I have a ZODB installation where I have to organize several million objects of about a handful of different types. I have a generic container class Table
, which contains BTrees to index objects by attributes or combinations of these attributes. Data consistency is quite essential, and so I want to enforce, that the indices are automatically updated, when I write to any of the attributes, which are covered by the indexing. So a simple obj.a = x
should be sufficient to calculate all new dependent index entries, check if there are any collisions, and finally write the indices and the value.
In general, I'd be happy to use a library for that, so I was looking at repoze.catalog and IndexedCatalog, but was not really happy with that. IndexedCatalog seems dead for quite a while, and not providing the kind of consistency for changes to the objects. repoze.catalog seems to be more used and active, but also not providing this kind of consistency, as far as I understand. If I missed something here, I'd love to hear about it and prefer reusing over reinventing.

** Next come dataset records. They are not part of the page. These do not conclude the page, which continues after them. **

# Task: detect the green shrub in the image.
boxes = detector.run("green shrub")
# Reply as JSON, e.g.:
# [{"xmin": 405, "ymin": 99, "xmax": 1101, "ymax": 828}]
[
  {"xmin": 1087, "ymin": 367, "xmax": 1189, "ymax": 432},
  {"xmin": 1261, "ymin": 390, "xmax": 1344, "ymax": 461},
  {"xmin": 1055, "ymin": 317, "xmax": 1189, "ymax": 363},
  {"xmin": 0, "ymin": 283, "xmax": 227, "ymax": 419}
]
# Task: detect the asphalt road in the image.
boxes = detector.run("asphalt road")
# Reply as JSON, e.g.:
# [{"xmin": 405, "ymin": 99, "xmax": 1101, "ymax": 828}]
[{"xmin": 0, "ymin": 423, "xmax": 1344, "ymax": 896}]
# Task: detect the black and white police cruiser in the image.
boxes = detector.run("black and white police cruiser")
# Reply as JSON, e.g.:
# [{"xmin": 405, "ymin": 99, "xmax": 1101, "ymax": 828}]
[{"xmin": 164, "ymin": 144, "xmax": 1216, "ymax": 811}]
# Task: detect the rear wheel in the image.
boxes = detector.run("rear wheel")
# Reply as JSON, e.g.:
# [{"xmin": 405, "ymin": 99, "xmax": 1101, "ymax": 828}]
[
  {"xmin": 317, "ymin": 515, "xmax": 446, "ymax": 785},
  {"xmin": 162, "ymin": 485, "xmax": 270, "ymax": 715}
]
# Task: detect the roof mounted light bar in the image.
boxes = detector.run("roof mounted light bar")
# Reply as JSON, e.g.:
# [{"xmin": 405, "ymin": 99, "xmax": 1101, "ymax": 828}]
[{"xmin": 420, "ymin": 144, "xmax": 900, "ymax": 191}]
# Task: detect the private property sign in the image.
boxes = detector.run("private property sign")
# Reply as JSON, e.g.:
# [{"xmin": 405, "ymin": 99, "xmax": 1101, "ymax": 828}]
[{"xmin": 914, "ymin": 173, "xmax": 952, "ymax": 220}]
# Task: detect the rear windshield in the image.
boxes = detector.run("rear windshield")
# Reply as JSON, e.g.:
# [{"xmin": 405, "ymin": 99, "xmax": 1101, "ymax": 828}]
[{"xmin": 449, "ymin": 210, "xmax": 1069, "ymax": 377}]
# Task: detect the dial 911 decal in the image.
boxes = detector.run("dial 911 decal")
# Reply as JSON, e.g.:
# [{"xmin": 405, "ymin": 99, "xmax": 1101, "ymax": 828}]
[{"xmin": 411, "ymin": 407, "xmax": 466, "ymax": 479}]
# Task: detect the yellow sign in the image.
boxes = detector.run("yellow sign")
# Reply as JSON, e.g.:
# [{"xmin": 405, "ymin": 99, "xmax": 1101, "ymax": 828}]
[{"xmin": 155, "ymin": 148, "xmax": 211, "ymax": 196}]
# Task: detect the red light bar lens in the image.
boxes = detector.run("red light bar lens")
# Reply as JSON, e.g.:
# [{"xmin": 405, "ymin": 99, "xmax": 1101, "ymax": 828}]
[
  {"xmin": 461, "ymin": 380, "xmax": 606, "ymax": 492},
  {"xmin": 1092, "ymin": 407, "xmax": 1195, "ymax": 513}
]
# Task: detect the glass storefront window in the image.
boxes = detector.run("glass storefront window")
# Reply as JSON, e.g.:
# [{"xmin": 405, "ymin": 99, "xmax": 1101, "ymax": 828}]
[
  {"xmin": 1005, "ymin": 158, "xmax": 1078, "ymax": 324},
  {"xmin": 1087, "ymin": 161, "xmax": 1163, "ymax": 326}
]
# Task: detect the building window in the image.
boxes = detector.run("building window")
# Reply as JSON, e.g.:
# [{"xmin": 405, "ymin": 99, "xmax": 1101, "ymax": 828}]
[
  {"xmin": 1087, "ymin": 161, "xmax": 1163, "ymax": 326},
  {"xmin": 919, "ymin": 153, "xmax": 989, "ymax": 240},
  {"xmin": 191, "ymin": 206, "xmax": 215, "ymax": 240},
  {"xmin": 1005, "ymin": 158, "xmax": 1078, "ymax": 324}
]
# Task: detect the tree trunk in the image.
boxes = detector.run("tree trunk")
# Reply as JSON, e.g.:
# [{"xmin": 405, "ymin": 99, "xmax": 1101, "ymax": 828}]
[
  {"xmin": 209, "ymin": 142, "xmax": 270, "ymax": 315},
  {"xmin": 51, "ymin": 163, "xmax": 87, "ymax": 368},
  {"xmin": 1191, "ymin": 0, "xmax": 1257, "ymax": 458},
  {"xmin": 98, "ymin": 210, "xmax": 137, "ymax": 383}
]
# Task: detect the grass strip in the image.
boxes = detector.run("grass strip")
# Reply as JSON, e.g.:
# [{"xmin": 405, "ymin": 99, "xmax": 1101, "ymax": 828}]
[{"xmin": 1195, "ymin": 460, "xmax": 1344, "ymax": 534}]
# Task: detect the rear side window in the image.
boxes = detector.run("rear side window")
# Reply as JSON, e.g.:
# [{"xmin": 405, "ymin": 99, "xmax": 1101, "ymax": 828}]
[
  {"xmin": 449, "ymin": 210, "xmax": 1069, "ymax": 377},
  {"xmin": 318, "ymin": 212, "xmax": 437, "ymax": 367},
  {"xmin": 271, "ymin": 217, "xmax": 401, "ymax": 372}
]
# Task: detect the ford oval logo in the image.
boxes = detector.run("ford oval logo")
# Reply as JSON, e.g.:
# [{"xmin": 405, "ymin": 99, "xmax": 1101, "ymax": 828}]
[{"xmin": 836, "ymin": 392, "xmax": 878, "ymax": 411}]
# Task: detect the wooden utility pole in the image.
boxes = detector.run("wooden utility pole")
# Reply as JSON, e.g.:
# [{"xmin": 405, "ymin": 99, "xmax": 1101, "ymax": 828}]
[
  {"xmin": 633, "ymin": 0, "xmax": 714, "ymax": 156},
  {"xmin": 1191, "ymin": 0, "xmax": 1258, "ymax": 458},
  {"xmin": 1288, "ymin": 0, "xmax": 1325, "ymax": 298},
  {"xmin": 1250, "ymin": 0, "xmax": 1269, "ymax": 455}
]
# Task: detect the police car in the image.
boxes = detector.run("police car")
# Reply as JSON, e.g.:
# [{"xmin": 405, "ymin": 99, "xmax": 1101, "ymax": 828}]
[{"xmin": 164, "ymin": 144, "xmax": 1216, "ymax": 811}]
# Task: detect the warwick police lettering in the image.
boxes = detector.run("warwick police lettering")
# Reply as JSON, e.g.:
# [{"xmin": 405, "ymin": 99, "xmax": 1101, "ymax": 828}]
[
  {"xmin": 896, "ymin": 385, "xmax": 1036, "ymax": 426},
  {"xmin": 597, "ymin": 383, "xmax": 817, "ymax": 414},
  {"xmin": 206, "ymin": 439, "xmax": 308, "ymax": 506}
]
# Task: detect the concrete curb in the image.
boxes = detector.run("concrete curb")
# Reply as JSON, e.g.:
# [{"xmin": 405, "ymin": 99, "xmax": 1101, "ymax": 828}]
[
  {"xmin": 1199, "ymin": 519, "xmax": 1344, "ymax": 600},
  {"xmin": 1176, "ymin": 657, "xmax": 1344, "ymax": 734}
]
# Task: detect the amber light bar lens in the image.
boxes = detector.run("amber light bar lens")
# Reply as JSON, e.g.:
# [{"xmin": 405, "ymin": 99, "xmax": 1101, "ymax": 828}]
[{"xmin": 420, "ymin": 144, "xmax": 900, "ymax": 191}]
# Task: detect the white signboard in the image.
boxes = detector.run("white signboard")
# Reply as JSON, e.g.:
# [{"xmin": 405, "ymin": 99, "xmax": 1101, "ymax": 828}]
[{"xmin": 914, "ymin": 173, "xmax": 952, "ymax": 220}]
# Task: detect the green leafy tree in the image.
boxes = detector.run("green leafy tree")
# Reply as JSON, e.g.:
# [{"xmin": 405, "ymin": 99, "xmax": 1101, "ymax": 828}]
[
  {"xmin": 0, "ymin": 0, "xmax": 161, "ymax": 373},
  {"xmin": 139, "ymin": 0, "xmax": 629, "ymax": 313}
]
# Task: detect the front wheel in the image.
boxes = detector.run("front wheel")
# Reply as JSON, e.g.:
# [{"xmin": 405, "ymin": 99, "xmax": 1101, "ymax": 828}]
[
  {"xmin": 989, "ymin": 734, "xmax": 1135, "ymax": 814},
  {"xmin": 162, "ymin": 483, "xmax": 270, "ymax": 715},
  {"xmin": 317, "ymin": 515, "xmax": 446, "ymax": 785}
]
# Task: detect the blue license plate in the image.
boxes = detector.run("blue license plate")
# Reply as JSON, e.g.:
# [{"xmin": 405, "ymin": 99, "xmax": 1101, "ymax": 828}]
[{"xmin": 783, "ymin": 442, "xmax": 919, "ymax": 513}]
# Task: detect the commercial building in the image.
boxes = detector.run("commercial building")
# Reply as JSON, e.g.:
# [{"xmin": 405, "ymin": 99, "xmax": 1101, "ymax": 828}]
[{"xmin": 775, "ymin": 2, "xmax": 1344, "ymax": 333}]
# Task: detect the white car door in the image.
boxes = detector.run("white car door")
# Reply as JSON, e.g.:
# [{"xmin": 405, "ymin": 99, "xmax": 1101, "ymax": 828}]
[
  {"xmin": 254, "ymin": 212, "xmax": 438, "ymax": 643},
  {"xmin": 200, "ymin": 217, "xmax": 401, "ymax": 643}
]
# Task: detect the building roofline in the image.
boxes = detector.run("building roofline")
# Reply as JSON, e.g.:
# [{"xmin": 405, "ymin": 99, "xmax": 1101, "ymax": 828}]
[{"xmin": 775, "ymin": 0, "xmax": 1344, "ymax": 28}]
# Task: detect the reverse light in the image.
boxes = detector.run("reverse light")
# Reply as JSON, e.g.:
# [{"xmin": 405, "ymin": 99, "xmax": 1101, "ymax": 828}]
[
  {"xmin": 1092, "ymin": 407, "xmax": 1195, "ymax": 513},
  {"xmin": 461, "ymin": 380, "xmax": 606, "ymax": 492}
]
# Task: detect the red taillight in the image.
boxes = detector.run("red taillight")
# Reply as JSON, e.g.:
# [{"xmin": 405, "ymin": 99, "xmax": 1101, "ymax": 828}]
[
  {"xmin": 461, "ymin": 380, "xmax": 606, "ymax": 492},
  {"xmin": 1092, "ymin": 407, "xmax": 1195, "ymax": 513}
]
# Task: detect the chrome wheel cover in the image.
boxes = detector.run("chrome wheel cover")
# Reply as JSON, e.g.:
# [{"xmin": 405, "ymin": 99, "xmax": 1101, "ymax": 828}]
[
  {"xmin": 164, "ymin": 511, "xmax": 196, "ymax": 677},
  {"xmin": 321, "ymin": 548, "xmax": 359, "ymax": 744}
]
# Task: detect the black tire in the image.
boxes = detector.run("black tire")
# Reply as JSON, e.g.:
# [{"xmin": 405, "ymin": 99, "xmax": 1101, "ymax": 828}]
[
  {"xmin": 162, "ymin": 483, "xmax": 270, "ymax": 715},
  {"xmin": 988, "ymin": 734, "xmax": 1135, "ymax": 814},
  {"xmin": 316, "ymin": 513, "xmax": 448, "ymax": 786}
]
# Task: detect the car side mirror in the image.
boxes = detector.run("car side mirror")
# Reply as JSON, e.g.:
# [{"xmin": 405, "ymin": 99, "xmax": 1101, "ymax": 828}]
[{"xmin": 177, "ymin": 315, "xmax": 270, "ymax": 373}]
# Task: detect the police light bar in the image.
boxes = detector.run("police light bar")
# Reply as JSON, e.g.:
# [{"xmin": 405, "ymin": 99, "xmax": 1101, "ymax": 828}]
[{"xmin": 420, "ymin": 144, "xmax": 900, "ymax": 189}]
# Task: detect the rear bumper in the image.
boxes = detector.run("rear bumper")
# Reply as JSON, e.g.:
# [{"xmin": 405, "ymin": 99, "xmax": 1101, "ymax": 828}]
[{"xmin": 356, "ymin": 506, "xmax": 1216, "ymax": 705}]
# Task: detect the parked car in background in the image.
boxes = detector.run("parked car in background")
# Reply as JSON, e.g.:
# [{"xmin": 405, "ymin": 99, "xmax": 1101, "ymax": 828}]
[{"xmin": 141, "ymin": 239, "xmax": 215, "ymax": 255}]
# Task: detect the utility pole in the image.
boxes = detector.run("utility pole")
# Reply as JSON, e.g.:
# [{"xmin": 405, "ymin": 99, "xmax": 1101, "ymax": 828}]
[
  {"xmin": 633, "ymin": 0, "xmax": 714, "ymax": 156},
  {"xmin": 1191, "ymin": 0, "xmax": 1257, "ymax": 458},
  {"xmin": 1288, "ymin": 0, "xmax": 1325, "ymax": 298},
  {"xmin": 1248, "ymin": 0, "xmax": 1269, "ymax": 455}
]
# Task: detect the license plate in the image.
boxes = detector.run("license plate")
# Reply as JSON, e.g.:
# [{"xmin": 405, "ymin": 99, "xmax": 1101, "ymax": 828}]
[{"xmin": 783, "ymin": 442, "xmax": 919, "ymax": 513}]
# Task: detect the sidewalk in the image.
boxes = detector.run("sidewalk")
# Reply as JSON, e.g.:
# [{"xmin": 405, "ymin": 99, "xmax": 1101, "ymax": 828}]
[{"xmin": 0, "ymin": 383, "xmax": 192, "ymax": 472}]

So, how I see it besides trying to find a library for the problem, I'd have to intercept the write access to the dataobject attributes with descriptors and let the Table
class do the magic of changing the indices. For that, the descriptor instances have to know, with which Table
instances they have to talk with. The current implementation goes someting like that:
class DatabaseElement(Persistent):
name = Property(constant_parameters)
...
class Property(object):
...
def __set__(self, obj, name, val):
val = self.check_value(val)
setattr(obj, '_' + name, val)
When these DatabaseElement
classes are generated, the database and the objects within are not yet created. So as mentioned in this nice answer, I'd probably have to create some singleton lookup mechanism, to find the Table
objects, without handing them to Property
as an instantiation argument. Is there a more elegant way? Persisting the descriptors itself? Any suggestions and best-practice examples welcome!